Actualité Partenariat oriental

L’UE ne doit pas baisser les bras

Après le refus de l’Ukraine de signer un Accord d’association, l’UE ne peut pas se permettre de perdre la confiance des autres pays du Partenariat oriental. Lors du sommet de Vilnius, elle se doit d’envoyer des messages politiques clairs à la Moldavie et la Géorgie.

Publié le 27 novembre 2013 à 16:09

Quand était-ce, la dernière fois que des manifestants ont brandi avec autant de ferveur la bannière étoilée de l’Union européenne ? Dans les années 1950, à la frontière franco-allemande ? En 1989 et au-delà, pendant les révolutions dites "de velours", de Bucarest à Tallinn ? Voilà qu’elle est rebrandie aujourd’hui dans les manifestations organisées en Ukraine, et voilà quelques semaines en Moldavie.

L’"Europe" y est encore synonyme d’espoir. Ou pour être plus précis : de prospérité d’abord, de sécurité ensuite et de liberté, enfin. Trois états que chérissent tous les êtres humains.

Si les manifestations moldaves étaient placées sous le signe de la confiance, les ukrainiennes étaient aux couleurs de la tristesse et du ressentiment. Vendredi, à l’occasion d’un sommet organisé en Lituanie – le pays qui assure actuellement la présidence de l’Union – l’UE dressera le bilan d’un projet dont le nom est jusqu’à présent synonyme de plus de promesses que d’actes : le Partenariat oriental.
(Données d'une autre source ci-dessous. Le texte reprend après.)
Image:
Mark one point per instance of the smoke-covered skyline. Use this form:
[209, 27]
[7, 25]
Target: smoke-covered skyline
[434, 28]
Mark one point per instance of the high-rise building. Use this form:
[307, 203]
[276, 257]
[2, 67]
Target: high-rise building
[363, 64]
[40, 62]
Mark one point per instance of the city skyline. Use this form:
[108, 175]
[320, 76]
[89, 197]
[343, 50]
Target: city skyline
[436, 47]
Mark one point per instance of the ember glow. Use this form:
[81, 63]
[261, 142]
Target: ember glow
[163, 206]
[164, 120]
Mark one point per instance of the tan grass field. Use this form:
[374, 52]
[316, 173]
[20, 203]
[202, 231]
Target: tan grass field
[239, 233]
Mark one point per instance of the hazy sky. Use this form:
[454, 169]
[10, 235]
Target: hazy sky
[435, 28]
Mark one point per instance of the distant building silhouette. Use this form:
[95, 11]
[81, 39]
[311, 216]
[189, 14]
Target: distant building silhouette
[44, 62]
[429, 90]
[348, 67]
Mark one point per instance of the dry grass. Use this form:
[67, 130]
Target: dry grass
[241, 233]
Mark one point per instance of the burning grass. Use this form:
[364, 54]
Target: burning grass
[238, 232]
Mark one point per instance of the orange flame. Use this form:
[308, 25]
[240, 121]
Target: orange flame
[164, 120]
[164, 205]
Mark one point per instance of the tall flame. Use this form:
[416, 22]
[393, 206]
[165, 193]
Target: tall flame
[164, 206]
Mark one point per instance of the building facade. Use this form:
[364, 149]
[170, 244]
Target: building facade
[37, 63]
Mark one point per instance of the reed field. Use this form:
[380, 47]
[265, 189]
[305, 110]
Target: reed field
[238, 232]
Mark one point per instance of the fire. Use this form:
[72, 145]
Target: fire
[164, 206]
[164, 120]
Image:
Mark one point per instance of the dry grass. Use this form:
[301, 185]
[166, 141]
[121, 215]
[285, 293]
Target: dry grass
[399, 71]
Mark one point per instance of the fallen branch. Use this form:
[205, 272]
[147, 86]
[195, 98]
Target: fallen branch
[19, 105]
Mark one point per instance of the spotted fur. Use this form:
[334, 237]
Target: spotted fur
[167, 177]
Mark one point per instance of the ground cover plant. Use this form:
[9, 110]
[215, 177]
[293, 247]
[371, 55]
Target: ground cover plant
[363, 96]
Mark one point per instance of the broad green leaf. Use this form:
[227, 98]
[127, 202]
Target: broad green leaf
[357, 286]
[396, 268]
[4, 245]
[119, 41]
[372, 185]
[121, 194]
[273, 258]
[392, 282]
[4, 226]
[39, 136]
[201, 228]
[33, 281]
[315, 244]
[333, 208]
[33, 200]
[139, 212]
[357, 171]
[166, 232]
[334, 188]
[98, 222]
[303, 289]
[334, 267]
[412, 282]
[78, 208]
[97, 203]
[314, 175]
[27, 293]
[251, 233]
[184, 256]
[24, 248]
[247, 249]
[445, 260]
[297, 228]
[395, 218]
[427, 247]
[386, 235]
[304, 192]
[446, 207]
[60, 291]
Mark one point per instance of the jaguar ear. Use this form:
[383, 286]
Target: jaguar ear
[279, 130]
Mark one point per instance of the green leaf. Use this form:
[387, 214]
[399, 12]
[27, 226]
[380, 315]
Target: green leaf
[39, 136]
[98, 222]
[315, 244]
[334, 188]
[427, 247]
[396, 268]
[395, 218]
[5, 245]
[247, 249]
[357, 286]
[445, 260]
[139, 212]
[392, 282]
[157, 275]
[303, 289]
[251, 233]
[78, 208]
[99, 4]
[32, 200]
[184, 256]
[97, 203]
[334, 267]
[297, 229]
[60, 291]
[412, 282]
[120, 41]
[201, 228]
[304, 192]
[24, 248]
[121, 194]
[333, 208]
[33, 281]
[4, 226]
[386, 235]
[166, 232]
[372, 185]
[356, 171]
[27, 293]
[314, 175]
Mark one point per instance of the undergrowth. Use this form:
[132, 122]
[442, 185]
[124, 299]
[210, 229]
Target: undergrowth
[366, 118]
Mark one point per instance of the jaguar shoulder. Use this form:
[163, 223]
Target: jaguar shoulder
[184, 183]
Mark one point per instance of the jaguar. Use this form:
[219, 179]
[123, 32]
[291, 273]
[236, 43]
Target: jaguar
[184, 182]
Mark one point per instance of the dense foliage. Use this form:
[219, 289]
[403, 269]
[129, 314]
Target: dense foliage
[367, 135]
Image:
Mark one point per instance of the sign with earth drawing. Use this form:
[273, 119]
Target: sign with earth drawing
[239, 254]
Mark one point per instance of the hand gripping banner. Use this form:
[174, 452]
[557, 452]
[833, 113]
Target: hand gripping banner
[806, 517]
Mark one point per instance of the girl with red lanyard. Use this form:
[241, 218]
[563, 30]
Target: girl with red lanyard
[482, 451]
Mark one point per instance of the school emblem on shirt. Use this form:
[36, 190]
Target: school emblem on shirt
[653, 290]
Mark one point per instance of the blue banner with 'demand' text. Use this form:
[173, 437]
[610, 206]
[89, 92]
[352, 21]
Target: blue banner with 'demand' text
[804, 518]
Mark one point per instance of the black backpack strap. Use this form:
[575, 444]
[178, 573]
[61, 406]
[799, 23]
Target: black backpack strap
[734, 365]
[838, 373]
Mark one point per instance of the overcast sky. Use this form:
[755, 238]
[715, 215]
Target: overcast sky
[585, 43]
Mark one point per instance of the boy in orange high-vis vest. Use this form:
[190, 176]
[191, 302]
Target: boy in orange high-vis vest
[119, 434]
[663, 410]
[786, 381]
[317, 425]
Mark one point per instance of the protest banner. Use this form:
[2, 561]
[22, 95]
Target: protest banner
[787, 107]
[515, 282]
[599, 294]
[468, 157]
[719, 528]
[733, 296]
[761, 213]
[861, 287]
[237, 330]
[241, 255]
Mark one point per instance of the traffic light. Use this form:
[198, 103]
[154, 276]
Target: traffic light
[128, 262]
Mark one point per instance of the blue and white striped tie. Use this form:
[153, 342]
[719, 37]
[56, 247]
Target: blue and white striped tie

Celui-ci était censé rapprocher les voisins orientaux de l’Europe de l’UE. La Russie lui a immédiatement opposé une fin de non-recevoir. Parmi les ex-républiques soviétiques du Caucase, l’Azerbaïdjan, pays riche en ressources naturelles mais gouverné par un régime autoritaire, a pris ses distances avec le projet, désormais imité par l’Arménie, largement dépendante de la Russie, et par la Biélorussie, qui est sous le joug d’une dictature.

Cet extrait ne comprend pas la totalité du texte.